Completely digitizing supply chains is the future and smoothening loose ends in shopping experience is imperative to survive right now. It is no more enough to just have a WeChat account and talk to shoppers, which is only one of China’s unique social platforms like Sina Weibo or QQ. Retailers must understand the whole gamut of capabilities provided on these services to capture a comprehensive digital footprint.
Tailoring services like loyalty programmes, customer-service communication, optimization for Chinese search engines like Baidu, tapping local influencers for marketing to popping up store on WeChat’s brand zone – covering the whole length and breadth of it is expected from luxury brands.
China’s receptiveness to tech also means that they also lead the way for disruptive retail tech adoption of virtual reality (VR) and augmented reality (AR).
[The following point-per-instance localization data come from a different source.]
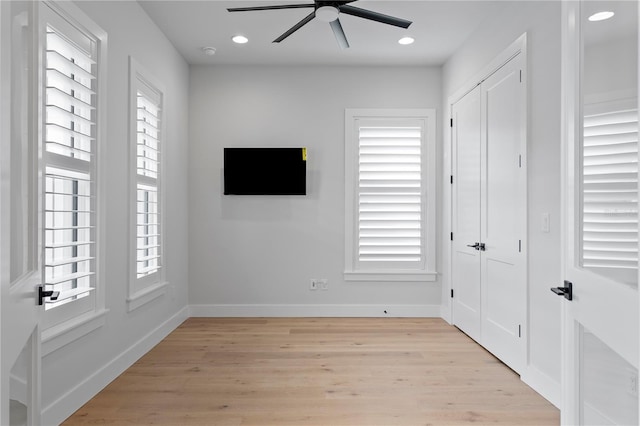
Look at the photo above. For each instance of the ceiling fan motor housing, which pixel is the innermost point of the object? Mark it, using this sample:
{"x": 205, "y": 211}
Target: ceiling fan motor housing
{"x": 327, "y": 13}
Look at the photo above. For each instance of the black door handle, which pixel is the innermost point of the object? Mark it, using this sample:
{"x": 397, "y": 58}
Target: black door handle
{"x": 42, "y": 293}
{"x": 566, "y": 291}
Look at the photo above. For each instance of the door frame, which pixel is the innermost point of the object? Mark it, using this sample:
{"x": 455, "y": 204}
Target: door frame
{"x": 571, "y": 107}
{"x": 19, "y": 297}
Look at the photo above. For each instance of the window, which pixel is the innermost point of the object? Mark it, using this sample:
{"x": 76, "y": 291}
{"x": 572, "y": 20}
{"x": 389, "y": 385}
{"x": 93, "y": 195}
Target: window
{"x": 610, "y": 188}
{"x": 70, "y": 120}
{"x": 390, "y": 195}
{"x": 146, "y": 151}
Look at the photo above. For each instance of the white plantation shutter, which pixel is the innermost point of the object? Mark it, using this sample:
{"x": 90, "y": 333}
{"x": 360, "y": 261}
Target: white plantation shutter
{"x": 390, "y": 196}
{"x": 69, "y": 142}
{"x": 390, "y": 183}
{"x": 610, "y": 218}
{"x": 148, "y": 238}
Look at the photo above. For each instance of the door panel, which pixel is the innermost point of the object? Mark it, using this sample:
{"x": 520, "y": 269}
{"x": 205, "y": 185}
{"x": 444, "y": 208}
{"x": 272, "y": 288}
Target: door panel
{"x": 503, "y": 214}
{"x": 466, "y": 214}
{"x": 20, "y": 258}
{"x": 600, "y": 213}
According to Worldpay’s latest research, nearly 100 per cent of the people surveyed say they have tried AR or VR at least once, and more than half use these technologies once a week.
Additionally, it has been estimated that thanks to the country’s widespread use of mobile payment platforms like Alipay and WePay, China makes almost half of the world’s digital payments.
Another fascinating factor is that because their social media platforms are so well-integrated with shopping features, the Chinese are also most open to blend e-commerce with social media and internet-based entertainment services. Chinese retail led the retail apocalypse in 2017 but brands were quick to learn from their losses and if the corrections continue, a rapid turnaround is definitely visible on the horizon.